You don’t need wireless on the desktop PC - if the PC is wired to the router, that’s probably better. As long as you have a decent modern Wifi, and Quest is not too far from it, it’s really easy to get going.

It comes with four volumes, an extras pack, and the Camelia pack, all included. Those 6 packs include 37 of the best tracks in the game. The campaign is relatively lengthy and a really great way to learn the game and develop skill. (I wish they had one-off scored challenges similar to some of the campaign levels.) Once you beat the campaign, you’ll be ready to play most tracks on Expert, and the game is really designed to sit at the Expert/Expert+ level. Available add-on packs (I have them all):

  • Monstercat (must have)
  • Imagine Dragons (meh)
  • Panic at the Disco (meh, though Greatest Showman is a really fun track)
  • Rocket League (must have)
  • Green Day (boring)
  • Timbaland (pretty good)
  • Linkin Park (ok)
  • BTS (pretty good)
  • Interscope (meh)
  • Skrillex (ok)
  • Billie Eilish (ok)

You don’t need any of the add-on packs. There’s plenty of content in the base game. But if you really like an artist grab their pack. And if you just want to get one pack, I think as far as track quality goes, the Monstercat pack has never been beaten. Green Day is the worst: boring and unimaginative patterns, though it’s fun to hear their songs. I wish they’d do a guitar blues or jazz pack. I think solos could be pretty fun. The different packs do kind of emphasize different pattern styles. The Imagine Dragons pack, for instance, is pretty repetitive, but has some difficult and unique crossing patterns that, when mastered, really help you move up to Expert+.

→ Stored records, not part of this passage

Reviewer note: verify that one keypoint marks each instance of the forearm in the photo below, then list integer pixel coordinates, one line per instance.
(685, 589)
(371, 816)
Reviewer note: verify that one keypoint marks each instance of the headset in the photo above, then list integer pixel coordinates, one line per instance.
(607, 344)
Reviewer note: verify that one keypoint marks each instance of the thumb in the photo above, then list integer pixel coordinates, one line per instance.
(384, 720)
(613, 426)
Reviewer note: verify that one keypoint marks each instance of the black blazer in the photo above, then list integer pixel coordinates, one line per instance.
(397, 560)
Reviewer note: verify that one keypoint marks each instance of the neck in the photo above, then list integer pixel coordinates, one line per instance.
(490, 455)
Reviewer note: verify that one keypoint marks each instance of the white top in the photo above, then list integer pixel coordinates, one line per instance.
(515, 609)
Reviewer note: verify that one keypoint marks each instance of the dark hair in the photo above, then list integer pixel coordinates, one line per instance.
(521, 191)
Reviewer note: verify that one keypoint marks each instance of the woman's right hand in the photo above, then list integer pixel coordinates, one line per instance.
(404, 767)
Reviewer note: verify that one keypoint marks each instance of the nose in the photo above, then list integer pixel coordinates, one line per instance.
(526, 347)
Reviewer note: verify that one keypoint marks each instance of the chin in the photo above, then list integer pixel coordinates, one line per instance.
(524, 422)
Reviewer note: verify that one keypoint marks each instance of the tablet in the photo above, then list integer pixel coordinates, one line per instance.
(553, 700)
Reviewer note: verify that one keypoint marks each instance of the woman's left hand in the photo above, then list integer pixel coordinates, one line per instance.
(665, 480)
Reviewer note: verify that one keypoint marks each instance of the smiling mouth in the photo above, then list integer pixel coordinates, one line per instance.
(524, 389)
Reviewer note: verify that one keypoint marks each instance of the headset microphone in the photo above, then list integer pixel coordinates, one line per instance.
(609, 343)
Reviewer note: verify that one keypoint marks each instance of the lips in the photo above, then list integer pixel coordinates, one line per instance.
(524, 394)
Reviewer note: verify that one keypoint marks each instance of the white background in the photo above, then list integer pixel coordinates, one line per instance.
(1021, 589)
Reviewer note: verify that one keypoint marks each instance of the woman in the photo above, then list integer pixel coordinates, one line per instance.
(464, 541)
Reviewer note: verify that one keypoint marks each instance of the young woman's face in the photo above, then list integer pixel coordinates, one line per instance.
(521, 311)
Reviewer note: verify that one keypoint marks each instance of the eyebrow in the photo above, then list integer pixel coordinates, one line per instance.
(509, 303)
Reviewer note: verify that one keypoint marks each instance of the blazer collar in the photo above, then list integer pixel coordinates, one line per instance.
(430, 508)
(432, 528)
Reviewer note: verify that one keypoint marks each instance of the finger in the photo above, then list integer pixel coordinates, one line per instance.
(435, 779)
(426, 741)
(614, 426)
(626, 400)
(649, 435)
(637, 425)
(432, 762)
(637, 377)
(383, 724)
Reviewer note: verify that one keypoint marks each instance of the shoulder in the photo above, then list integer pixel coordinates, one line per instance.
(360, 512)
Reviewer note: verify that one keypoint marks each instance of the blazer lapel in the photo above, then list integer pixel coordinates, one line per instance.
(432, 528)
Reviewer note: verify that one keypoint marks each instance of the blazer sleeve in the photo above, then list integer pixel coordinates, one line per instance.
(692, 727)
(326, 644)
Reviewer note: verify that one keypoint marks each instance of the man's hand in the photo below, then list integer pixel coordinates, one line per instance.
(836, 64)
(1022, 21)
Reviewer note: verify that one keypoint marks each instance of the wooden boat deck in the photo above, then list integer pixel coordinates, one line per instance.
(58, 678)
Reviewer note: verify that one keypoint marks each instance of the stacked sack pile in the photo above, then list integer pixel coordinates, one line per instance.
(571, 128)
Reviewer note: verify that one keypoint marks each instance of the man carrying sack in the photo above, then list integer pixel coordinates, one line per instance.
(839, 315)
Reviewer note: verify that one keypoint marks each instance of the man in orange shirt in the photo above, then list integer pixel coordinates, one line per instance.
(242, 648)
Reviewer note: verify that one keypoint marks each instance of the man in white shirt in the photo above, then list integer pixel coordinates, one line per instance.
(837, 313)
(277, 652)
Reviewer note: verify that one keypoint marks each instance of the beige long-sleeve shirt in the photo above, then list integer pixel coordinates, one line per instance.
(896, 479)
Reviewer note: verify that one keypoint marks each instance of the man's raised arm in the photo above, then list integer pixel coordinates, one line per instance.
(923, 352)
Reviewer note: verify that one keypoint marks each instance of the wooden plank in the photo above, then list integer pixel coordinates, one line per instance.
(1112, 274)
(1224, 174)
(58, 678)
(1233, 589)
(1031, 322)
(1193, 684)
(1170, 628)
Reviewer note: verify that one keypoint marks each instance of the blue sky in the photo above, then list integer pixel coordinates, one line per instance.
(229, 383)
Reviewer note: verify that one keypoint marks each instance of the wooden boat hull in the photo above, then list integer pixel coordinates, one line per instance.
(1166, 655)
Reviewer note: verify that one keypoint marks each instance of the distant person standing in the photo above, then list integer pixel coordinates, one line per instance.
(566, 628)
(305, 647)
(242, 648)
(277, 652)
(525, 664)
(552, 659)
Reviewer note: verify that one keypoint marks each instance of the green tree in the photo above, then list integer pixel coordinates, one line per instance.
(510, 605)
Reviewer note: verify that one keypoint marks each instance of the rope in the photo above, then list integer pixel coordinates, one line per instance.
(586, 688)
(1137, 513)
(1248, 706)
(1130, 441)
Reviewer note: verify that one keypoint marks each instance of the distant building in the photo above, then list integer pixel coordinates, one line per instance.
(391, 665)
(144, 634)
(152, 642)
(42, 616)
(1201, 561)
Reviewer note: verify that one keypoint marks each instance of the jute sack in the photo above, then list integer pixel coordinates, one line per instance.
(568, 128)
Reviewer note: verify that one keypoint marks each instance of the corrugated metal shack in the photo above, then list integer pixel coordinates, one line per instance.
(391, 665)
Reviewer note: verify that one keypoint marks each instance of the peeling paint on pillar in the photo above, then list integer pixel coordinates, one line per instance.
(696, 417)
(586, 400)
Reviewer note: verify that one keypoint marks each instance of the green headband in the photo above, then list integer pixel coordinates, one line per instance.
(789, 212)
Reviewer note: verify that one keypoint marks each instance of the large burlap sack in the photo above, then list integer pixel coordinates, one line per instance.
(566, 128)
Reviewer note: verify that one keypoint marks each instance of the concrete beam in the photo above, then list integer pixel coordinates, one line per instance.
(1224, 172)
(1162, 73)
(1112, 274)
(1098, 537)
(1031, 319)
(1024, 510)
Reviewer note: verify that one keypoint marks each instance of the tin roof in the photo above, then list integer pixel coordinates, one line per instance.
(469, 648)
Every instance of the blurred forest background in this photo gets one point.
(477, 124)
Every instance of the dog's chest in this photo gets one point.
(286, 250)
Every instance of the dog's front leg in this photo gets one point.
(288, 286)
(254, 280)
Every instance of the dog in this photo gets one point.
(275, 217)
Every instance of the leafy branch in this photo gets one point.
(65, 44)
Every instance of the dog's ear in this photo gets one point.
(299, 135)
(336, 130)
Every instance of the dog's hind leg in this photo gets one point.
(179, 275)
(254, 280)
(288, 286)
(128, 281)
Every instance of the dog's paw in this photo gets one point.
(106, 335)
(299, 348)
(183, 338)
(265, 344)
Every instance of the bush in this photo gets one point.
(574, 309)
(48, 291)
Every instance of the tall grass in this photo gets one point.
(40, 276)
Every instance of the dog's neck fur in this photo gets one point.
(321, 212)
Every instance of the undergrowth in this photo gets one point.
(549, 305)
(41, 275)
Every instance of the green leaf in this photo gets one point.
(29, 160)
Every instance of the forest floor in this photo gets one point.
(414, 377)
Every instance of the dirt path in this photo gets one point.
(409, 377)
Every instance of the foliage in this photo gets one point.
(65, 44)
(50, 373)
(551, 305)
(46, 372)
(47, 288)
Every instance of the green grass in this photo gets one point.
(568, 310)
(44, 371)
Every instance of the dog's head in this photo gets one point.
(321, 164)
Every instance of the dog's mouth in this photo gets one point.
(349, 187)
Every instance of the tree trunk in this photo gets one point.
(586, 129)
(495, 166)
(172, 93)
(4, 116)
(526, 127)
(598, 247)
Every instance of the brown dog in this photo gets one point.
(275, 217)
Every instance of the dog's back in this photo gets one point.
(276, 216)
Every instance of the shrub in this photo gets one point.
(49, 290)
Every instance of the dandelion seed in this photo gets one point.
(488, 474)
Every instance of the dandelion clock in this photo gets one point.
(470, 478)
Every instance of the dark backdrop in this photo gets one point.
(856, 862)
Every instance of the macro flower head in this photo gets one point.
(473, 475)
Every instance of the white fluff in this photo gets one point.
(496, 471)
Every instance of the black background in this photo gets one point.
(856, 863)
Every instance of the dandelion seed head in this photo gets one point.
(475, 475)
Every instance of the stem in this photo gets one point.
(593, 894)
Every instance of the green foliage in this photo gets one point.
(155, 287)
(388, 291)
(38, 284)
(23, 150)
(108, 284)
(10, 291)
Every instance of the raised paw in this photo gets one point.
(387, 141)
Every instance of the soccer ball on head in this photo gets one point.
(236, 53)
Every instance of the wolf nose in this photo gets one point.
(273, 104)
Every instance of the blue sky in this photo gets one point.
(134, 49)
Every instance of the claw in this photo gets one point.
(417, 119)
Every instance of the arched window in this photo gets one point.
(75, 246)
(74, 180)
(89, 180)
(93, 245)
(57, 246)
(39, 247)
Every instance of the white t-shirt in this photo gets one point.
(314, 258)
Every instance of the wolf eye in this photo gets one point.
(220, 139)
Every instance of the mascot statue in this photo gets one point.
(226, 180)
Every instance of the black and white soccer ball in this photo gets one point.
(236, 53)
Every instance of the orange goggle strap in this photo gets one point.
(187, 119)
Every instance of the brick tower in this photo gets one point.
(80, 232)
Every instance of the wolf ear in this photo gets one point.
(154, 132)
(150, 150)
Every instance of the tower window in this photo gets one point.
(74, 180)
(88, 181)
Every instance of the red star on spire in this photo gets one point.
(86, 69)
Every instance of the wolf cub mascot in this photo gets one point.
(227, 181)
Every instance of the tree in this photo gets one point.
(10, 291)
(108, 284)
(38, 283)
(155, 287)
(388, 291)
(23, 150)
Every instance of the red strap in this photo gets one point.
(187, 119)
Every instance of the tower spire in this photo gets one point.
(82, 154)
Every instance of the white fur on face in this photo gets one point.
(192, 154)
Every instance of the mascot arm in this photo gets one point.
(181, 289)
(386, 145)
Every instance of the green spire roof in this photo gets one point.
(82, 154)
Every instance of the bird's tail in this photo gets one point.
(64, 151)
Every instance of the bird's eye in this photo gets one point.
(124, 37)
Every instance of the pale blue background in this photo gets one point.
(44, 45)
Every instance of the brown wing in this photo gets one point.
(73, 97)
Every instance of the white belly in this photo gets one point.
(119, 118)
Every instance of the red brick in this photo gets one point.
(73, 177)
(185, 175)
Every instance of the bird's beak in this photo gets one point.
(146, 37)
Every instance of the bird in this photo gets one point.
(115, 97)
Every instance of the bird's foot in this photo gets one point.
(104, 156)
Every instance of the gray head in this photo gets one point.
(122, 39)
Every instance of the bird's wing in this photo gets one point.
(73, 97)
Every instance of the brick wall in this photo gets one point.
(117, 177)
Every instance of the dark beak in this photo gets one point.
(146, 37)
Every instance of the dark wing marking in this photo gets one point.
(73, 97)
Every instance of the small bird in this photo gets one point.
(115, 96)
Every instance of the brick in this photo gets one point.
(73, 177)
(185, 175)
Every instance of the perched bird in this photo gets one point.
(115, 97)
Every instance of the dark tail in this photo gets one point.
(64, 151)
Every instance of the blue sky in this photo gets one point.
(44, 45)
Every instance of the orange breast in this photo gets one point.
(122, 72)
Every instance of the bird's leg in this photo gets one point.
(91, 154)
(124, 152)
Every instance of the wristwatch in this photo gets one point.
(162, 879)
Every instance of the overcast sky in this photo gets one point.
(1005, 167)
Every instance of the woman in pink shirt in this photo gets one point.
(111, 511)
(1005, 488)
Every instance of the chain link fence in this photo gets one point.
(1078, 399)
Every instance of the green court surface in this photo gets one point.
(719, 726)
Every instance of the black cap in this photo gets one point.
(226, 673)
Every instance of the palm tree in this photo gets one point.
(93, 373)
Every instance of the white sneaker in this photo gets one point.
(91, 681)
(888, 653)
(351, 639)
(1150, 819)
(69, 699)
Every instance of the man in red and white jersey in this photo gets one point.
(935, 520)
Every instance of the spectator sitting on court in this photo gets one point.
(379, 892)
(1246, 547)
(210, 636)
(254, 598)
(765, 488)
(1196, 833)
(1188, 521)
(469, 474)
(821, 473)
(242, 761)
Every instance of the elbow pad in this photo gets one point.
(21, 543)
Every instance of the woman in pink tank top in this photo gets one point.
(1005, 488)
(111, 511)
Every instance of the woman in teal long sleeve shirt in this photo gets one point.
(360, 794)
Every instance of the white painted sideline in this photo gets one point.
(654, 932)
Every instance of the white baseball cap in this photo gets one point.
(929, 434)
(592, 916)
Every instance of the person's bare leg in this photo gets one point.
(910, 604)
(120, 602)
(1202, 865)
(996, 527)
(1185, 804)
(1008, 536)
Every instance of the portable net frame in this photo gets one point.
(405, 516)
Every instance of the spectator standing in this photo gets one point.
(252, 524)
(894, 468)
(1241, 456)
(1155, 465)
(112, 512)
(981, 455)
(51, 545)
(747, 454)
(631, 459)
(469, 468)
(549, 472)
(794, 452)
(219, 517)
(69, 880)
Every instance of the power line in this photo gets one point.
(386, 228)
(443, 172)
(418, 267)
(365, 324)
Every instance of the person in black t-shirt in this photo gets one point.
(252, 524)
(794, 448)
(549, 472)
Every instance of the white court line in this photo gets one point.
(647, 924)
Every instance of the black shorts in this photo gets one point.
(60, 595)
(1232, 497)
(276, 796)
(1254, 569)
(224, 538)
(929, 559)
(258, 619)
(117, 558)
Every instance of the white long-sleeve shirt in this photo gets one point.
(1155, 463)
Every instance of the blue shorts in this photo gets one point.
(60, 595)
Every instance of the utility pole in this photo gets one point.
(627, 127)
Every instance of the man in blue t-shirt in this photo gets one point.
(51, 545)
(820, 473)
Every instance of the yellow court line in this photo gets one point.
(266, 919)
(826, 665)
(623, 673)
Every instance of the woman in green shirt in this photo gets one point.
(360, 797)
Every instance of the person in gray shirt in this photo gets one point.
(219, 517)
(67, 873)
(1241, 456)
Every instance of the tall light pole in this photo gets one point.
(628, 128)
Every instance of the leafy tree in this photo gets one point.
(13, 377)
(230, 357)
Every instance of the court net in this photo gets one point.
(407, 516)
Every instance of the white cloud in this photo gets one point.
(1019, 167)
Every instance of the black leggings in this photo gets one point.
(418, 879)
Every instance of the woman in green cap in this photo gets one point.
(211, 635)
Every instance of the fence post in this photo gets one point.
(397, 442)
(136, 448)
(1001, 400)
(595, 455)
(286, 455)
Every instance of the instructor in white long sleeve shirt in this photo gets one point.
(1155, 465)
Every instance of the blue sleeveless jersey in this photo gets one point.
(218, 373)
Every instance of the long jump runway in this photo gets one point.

This is how it has worked since the first Quest was released. The experimental feature is/was the double-tap to activate passthrough.

Yeah, if your PC is not wired to the router, the wireless experience to the Quest headset will suffer. The Quest never communicates wirelessly directly to the PC; it’s always through a router. When both legs (PC-router and router-Quest) are wireless, bandwidth and lag suffer.